Variety & Natural Health.
Female runners should not go low-carb, slash calories, or cut any foods out of their diet (unless there’s a medical reason). In fact, try to get as much variety in your diet as possible. Don’t get stuck in a rut. Try out new vegetables, rotate your protein sources, and try to eat fresh and seasonal foods. Nature grows certain plants throughout the year for good reason.
No Fads, Good Balance.
Forget the fats. Don’t go low-carb, low-fat, or super high protein. A balanced diet is best for 10K training. A good ratio to aim for is 40/40/20. That’s 40% of your calories from protein, 40% from carbs, and 20% from fats.
Eat 1-2 hours before your training runs so your body has enough time to digest the food. Carbohydrates and protein are important before running.

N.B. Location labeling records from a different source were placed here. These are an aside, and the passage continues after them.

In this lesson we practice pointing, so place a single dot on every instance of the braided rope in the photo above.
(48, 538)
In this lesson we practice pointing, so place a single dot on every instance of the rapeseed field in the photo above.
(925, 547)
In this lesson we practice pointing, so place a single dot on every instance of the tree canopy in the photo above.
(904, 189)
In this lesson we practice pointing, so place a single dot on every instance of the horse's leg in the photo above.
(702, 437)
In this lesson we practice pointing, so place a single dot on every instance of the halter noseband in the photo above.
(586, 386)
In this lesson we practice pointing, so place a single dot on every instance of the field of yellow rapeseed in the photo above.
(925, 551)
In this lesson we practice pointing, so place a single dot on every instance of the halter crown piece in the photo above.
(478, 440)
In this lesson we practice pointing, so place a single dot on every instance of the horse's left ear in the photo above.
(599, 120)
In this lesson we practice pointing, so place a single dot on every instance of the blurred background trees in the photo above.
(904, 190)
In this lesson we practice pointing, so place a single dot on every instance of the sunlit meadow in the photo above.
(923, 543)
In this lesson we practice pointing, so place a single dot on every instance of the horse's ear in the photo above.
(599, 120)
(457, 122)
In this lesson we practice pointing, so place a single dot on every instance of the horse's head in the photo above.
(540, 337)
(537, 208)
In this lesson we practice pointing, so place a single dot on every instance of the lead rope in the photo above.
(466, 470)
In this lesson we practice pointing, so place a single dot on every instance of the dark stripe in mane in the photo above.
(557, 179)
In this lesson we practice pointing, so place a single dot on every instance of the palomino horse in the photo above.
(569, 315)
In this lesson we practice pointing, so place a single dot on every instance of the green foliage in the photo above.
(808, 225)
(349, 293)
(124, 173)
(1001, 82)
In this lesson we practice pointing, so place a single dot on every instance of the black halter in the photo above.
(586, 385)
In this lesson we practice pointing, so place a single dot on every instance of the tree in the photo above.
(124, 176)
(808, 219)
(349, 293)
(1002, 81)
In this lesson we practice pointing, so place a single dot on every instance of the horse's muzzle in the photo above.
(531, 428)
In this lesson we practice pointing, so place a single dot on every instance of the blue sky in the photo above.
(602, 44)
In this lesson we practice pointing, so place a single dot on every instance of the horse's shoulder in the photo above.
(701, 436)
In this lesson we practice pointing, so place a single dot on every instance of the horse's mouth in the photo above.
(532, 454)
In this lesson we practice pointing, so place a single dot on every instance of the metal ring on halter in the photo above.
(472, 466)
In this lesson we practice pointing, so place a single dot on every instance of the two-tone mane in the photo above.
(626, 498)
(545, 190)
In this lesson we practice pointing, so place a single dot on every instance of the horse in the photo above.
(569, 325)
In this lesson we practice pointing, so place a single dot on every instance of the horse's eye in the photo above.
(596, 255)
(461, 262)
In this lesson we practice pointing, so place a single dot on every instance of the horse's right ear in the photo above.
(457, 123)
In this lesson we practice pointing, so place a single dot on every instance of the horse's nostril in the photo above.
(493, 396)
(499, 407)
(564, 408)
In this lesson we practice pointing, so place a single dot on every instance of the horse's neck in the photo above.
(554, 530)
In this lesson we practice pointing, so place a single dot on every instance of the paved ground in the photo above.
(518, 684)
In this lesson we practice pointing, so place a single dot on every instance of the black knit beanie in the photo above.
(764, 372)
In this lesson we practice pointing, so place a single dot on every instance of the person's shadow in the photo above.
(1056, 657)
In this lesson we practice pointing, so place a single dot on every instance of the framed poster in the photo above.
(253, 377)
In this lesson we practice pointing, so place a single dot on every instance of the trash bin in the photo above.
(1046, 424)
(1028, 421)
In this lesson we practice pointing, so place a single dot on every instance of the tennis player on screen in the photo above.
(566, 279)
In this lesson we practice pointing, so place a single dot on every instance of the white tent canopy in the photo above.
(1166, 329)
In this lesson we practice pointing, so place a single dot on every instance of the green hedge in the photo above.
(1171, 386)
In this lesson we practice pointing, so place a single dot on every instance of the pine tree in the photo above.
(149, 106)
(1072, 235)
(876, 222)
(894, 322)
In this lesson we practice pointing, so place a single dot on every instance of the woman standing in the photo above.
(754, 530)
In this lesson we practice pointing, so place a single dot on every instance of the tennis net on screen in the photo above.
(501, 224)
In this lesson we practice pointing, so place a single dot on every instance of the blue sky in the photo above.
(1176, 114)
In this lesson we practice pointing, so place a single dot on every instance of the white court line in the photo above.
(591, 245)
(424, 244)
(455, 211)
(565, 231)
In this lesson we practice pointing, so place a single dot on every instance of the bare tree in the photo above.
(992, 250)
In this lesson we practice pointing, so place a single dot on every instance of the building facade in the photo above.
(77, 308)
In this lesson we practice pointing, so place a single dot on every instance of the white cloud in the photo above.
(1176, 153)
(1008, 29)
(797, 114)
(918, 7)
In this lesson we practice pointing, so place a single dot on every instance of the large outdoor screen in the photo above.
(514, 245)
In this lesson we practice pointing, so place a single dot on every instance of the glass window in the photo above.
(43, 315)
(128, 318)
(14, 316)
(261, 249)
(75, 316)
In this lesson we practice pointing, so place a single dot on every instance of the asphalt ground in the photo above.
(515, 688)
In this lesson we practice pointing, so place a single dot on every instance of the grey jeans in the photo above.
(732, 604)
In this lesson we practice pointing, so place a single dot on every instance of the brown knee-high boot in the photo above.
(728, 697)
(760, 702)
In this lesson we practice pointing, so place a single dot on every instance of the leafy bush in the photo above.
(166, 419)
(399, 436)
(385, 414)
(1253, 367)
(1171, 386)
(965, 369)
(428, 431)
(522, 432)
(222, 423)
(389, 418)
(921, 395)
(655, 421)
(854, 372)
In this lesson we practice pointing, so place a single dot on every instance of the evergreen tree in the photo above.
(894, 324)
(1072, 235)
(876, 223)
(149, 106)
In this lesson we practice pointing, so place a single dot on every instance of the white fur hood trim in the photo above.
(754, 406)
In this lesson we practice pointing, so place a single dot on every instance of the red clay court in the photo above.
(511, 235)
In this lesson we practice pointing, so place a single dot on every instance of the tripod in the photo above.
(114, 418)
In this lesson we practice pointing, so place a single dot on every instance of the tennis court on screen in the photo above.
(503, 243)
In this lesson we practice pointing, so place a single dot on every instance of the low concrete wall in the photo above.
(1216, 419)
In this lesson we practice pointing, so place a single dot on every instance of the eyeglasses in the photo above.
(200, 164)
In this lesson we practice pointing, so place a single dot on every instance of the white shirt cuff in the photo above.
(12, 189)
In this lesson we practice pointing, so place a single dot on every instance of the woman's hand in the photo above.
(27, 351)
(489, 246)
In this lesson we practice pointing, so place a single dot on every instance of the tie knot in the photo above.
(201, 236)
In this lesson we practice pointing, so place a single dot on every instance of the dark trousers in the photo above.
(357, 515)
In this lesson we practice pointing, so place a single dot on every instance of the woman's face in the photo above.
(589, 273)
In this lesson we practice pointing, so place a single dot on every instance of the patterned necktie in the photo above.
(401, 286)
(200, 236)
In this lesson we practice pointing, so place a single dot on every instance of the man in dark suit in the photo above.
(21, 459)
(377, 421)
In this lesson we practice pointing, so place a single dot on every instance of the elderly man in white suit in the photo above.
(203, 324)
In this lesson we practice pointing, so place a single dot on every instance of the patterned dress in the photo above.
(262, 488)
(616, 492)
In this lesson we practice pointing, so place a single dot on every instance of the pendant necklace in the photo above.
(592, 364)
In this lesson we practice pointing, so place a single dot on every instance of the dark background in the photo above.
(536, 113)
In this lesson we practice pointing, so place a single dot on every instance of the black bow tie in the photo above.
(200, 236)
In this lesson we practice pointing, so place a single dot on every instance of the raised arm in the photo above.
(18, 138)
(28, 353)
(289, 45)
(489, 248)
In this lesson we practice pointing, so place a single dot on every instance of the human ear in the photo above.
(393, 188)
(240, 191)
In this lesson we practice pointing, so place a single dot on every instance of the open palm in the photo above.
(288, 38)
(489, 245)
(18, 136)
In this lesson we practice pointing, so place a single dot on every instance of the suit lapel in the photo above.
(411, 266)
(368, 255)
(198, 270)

After running, protein, carbs, and rehydration are most important. But there’s no immediate rush. The concept of a ‘post workout window’ is over-exaggerated. Eat within 2 hours of training and you’ll be fine. If you find it tough to eat a meal after running, consider having a serving of protein (protein powder shakes are so convenient for this).
Make It Easy To Measure.
Use your plate to create healthy meals. Fill half the plate with vegetables, salad, or greens. The other 50% should be half protein and half slow-release carbohydrates. This might look like: half salad/vegetables, quarter potato, and quarter meat-based mince/casserole. You get the idea. This rough guideline helps you keep it balanced.
Read The Label.
Hidden sugars, salts, and unhealthy fats are in a surprising number of foods. So get used to checking the labels and understanding what you’re seeing. Pay particular attention to sauces, marinades, dressings, and all those “little extras” that you eat without thinking.
Have fun fuelling your body, and remember that 80/20 is a great rule of thumb. 80% healthy, nutritious food and 20% off-plan treats will keep your mind and body happy as you complete your 10K challenge.